The BCI® 3178 Pediatric Pulse Oximetry Sensor is a reusable finger sensor that can be used to non-invasively measure oxygen saturation (SpO2), pulse rate and wethysmographic pulse waves. It's performance was validated with the BCI® 3304 pulse oximeter. The BCT® 3178 Pediatric Pulse Oximetry Sensor will provide reliable spot check measurements on patients weighing from 10 to 100 lbs (5 -45 kg). The sensor is not intended for prolonged use.

The BCI® 3178 pediatric pulse oximetry sensor is similar to other existing finger sensors, legally marketed by BCI, Inc. and others. This new finger sensor is designed to work with all BCI pulse oximeters on pediatric patients from 10 to 100 lbs. The sensor is made up of three major parts, the cable with the molded connector, the top part of the shell containing the LEDs and the bottom part of the shell containing the photo detector.

This document describes the regulatory submission for the BCI® 3178 Pediatric Pulse Oximetry Sensor. It focuses on demonstrating its substantial equivalence to predicate devices rather than providing detailed acceptance criteria and a study report with specific performance metrics as might be found in a more comprehensive clinical study report.

However, based on the provided text, we can extract information regarding overall performance and the studies conducted.

1. Table of Acceptance Criteria and Reported Device Performance

The document does not explicitly state numerical acceptance criteria for SpO2 accuracy for this specific device. Instead, it relies on demonstrating that the new device performs "within its specifications" and "as well as the legally marketed predicate device(s)."

2. Sample Size Used for the Test Set and Data Provenance

• Adults: The sample size for adults tested under desaturation conditions is not specified ("Tests on adults showed...").
• Pediatric Subjects: The sample size for pediatric subjects (not desaturated) is not specified ("Additional tests on pediatric subjects...").
• Data Provenance: The document does not specify the country of origin. It implicitly describes prospective testing as part of the device's validation.

3. Number of Experts Used to Establish the Ground Truth for the Test Set and Qualifications of Those Experts

This information is not provided in the document. For pulse oximetry, the "ground truth" for SpO2 accuracy is typically established using arterial blood gas (ABG) analysis with a co-oximeter, not usually expert consensus in the same way it would be for interpreting images or clinical findings. The text only states that testing was done under "desaturation conditions," implying a controlled study where reference measurements (like ABG) would be taken.

4. Adjudication Method for the Test Set

This information is not applicable to pulse oximetry accuracy testing, as the "ground truth" (e.g., co-oximetry via ABG) is an objective measurement, not subject to interpretation that would require expert adjudication.

5. Multi-Reader Multi-Case (MRMC) Comparative Effectiveness Study

• No, an MRMC comparative effectiveness study was not done. This type of study is specifically relevant for diagnostic imaging or interpretation tasks where multiple readers evaluate cases. Pulse oximetry involves direct measurement, not interpretation of cases by multiple readers.

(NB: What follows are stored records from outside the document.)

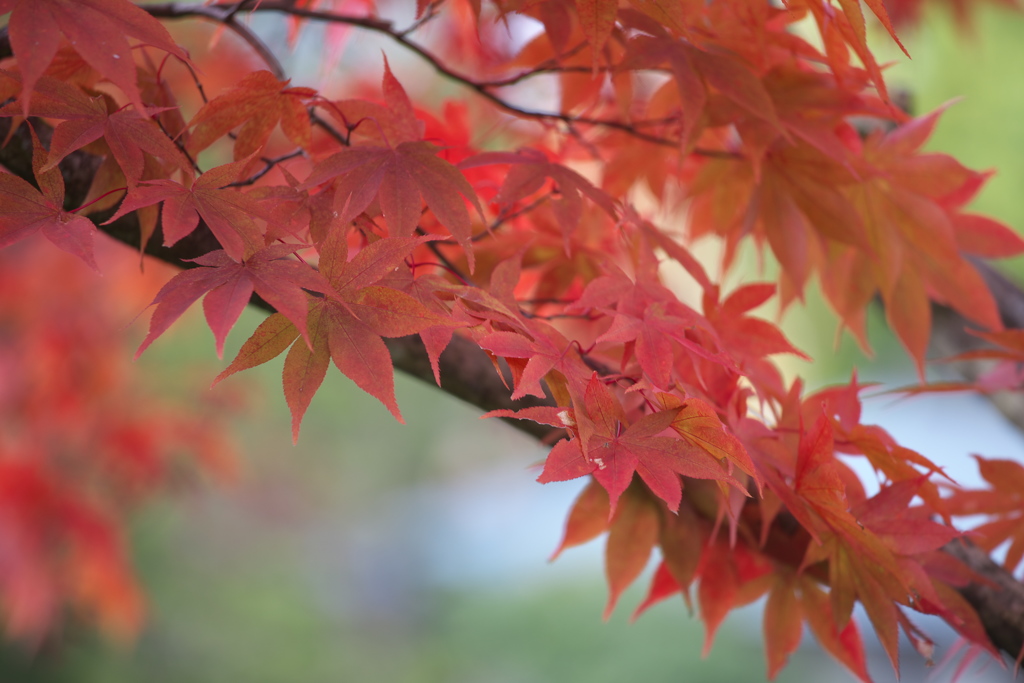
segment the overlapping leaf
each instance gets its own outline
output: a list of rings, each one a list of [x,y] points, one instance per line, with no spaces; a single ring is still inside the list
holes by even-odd
[[[128,0],[0,0],[0,15],[8,12],[11,47],[25,81],[26,115],[35,83],[57,54],[62,35],[90,66],[124,91],[137,111],[144,108],[127,36],[188,60],[167,29]]]
[[[580,25],[595,55],[604,47],[615,28],[615,15],[618,11],[618,0],[576,0]]]
[[[609,593],[604,609],[605,619],[611,616],[622,592],[647,566],[658,541],[659,529],[658,509],[638,487],[626,491],[621,505],[613,509],[605,546],[605,576]]]
[[[253,292],[280,311],[312,344],[307,327],[309,295],[330,292],[331,286],[315,270],[289,258],[304,245],[275,244],[265,247],[243,261],[235,261],[224,250],[212,251],[197,259],[199,268],[182,271],[157,293],[156,306],[149,322],[149,334],[136,356],[174,323],[199,297],[203,300],[206,321],[217,342],[217,354],[224,349],[228,332],[249,303]]]
[[[715,409],[699,398],[680,401],[671,394],[659,396],[666,410],[678,409],[672,419],[672,429],[691,445],[708,452],[716,460],[728,460],[745,474],[758,480],[754,462],[743,443],[725,430]]]
[[[308,301],[308,343],[295,342],[284,365],[285,398],[298,439],[302,417],[333,360],[361,389],[399,420],[391,354],[382,337],[402,337],[435,325],[458,325],[430,311],[412,296],[377,283],[403,263],[426,238],[388,238],[347,260],[345,237],[330,235],[320,246],[320,277],[330,296]],[[271,302],[273,303],[273,302]],[[302,328],[271,316],[242,346],[217,381],[276,357]]]
[[[1003,566],[1013,571],[1024,559],[1024,466],[1013,460],[974,457],[988,488],[956,489],[946,503],[957,516],[990,517],[972,531],[972,540],[989,552],[1009,543]]]
[[[160,215],[165,246],[191,234],[202,218],[229,256],[249,258],[264,245],[256,223],[264,212],[255,199],[230,186],[248,163],[249,159],[242,159],[212,168],[188,186],[166,179],[144,181],[129,191],[107,222],[163,202]]]
[[[385,71],[384,88],[390,102],[408,102],[390,69]],[[384,142],[343,149],[320,161],[302,189],[330,182],[340,224],[350,223],[376,199],[393,237],[413,234],[426,203],[463,246],[472,270],[472,222],[466,202],[483,215],[472,186],[455,166],[437,156],[436,145],[422,140]]]
[[[88,218],[64,210],[64,178],[55,168],[44,170],[46,150],[32,134],[32,169],[40,189],[16,175],[0,170],[0,248],[42,231],[48,240],[66,252],[78,256],[92,268],[93,233],[96,227]]]
[[[481,348],[496,356],[522,359],[525,363],[517,373],[513,400],[527,395],[544,398],[540,382],[552,370],[569,378],[587,374],[572,342],[558,330],[541,322],[531,323],[530,330],[534,334],[532,340],[515,332],[491,332],[477,340]]]
[[[50,76],[40,77],[28,109],[33,116],[61,119],[54,128],[44,170],[50,170],[71,152],[103,138],[125,178],[133,185],[142,178],[143,153],[167,162],[172,172],[176,169],[191,172],[188,158],[155,121],[143,115],[158,114],[165,109],[149,108],[143,113],[120,109],[111,113],[109,98],[89,96]],[[15,102],[0,110],[0,115],[11,116],[21,111]]]
[[[783,303],[801,296],[818,271],[830,303],[862,343],[864,310],[880,295],[890,325],[923,367],[931,300],[986,328],[1000,327],[961,242],[965,251],[991,255],[1011,255],[1024,246],[998,223],[960,213],[987,174],[920,151],[939,113],[863,143],[833,133],[842,143],[838,148],[813,128],[804,139],[776,138],[763,163],[751,160],[747,170],[709,162],[691,188],[696,230],[726,236],[731,254],[755,226],[755,237],[782,265]],[[799,130],[796,125],[794,120],[791,128]]]
[[[277,80],[269,71],[254,71],[207,102],[188,122],[192,129],[189,151],[202,151],[241,126],[235,138],[235,160],[244,159],[263,149],[279,123],[289,140],[308,149],[312,131],[305,102],[316,91],[290,88],[288,83]]]
[[[562,229],[566,253],[572,251],[572,233],[583,217],[583,197],[587,197],[609,216],[615,215],[615,201],[600,188],[566,166],[550,161],[535,149],[515,154],[484,152],[463,160],[459,168],[489,164],[511,164],[494,201],[506,208],[543,189],[550,180],[554,192],[550,199],[555,218]]]
[[[318,163],[303,188],[333,181],[338,223],[351,222],[375,199],[394,237],[412,235],[426,203],[438,221],[463,245],[473,263],[472,222],[465,200],[483,212],[476,193],[457,168],[437,156],[429,142],[397,147],[352,147]]]
[[[671,510],[679,508],[680,475],[739,486],[703,448],[681,438],[660,436],[678,414],[678,409],[662,410],[627,424],[618,401],[594,377],[587,385],[583,405],[574,411],[579,438],[560,441],[555,446],[539,481],[562,481],[592,474],[608,492],[613,513],[634,473]]]

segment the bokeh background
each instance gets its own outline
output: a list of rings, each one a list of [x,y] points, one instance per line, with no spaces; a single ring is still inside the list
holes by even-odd
[[[279,27],[258,26],[269,39]],[[894,64],[890,82],[912,95],[917,113],[956,97],[930,143],[970,166],[998,168],[975,204],[1024,227],[1024,16],[983,8],[969,32],[941,12],[903,34],[907,61],[876,44]],[[315,34],[303,52],[316,55]],[[370,48],[356,39],[342,55]],[[391,56],[389,50],[389,57]],[[397,51],[396,51],[397,52]],[[376,53],[379,55],[379,51]],[[396,59],[397,57],[392,57]],[[362,59],[362,57],[357,57]],[[373,68],[379,69],[379,57]],[[393,66],[395,62],[392,62]],[[396,67],[396,71],[398,67]],[[297,73],[298,71],[296,71]],[[316,84],[316,83],[313,83]],[[1008,264],[1024,276],[1020,263]],[[744,277],[758,277],[750,259]],[[260,321],[249,311],[225,358]],[[127,321],[126,321],[127,322]],[[792,364],[811,387],[847,379],[889,386],[914,381],[913,368],[871,320],[873,358],[844,338],[812,296],[785,318],[798,346],[817,362]],[[128,333],[142,336],[144,322]],[[184,392],[223,363],[198,307],[136,364],[146,382]],[[149,600],[148,622],[133,644],[67,623],[42,648],[0,646],[0,681],[24,683],[604,683],[623,680],[756,681],[764,676],[760,608],[729,617],[711,654],[703,628],[680,599],[635,623],[641,579],[608,623],[602,541],[547,558],[560,538],[580,482],[541,486],[531,469],[543,450],[530,439],[437,390],[399,377],[407,424],[329,373],[292,445],[280,388],[281,359],[232,378],[244,397],[235,419],[243,454],[230,485],[193,482],[150,504],[133,521],[134,562]],[[221,391],[218,388],[215,391]],[[969,453],[1024,457],[1024,438],[983,400],[940,396],[869,401],[866,421],[978,482]],[[940,644],[953,636],[921,621]],[[869,630],[869,629],[868,629]],[[868,638],[869,641],[871,638]],[[877,647],[872,671],[893,679]],[[928,674],[908,650],[904,680]],[[965,680],[1006,680],[992,664]],[[810,635],[780,681],[848,681]]]

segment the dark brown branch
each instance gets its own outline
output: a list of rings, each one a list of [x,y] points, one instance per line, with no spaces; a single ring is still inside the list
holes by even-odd
[[[273,159],[268,159],[267,157],[260,157],[260,161],[263,162],[263,168],[261,168],[259,171],[249,176],[245,180],[239,180],[238,182],[230,183],[227,185],[227,187],[248,187],[249,185],[252,185],[257,180],[259,180],[260,178],[274,170],[274,167],[277,166],[278,164],[288,161],[289,159],[295,159],[296,157],[300,157],[302,155],[303,151],[301,149],[296,149],[291,152],[288,152],[287,154],[282,154],[281,156],[274,157]]]
[[[1024,584],[970,541],[953,541],[944,550],[988,582],[958,590],[981,617],[992,644],[1016,658],[1024,647]]]
[[[1024,329],[1024,291],[990,264],[976,260],[974,266],[996,300],[1003,325],[1008,329]],[[932,306],[932,320],[931,353],[935,358],[948,358],[988,346],[967,331],[977,326],[951,308]],[[993,361],[970,360],[959,361],[953,367],[968,381],[974,381],[993,365]],[[1004,391],[990,394],[988,398],[1007,420],[1024,432],[1024,391]]]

6. Standalone (Algorithm Only Without Human-in-the-Loop Performance) Study

• Yes, a standalone performance study was done. The described testing of the BCI® 3178 Pediatric Pulse Oximetry Sensor for SpO2 accuracy and functionality is by its nature a standalone performance evaluation of the device itself. The sensor produces an output (SpO2, pulse rate) based on its algorithm and hardware, independent of human interpretation or assistance beyond initial placement and monitor reading.

7. Type of Ground Truth Used

The document does not explicitly state the type of ground truth. However, for pulse oximetry accuracy testing, especially during desaturation studies, the gold standard for ground truth is typically arterial blood gas (ABG) analysis using a co-oximeter. The statement "Tests on adults showed the sensor to be accurate during desaturation conditions" strongly implies the use of such a reference method.

8. Sample Size for the Training Set

• This information is not applicable or not provided in the context of this traditional medical device submission. Pulse oximeters, like the BCI® 3178, typically rely on established optical and physiological principles, not on machine learning algorithms trained on large datasets in the way an AI diagnostic algorithm would be. Therefore, there wouldn't be a "training set" in the sense of AI/ML development. The design is based on known physics and engineering, refined through testing.

9. How the Ground Truth for the Training Set Was Established

• As a training set is not applicable (see point 8), this question is also not applicable.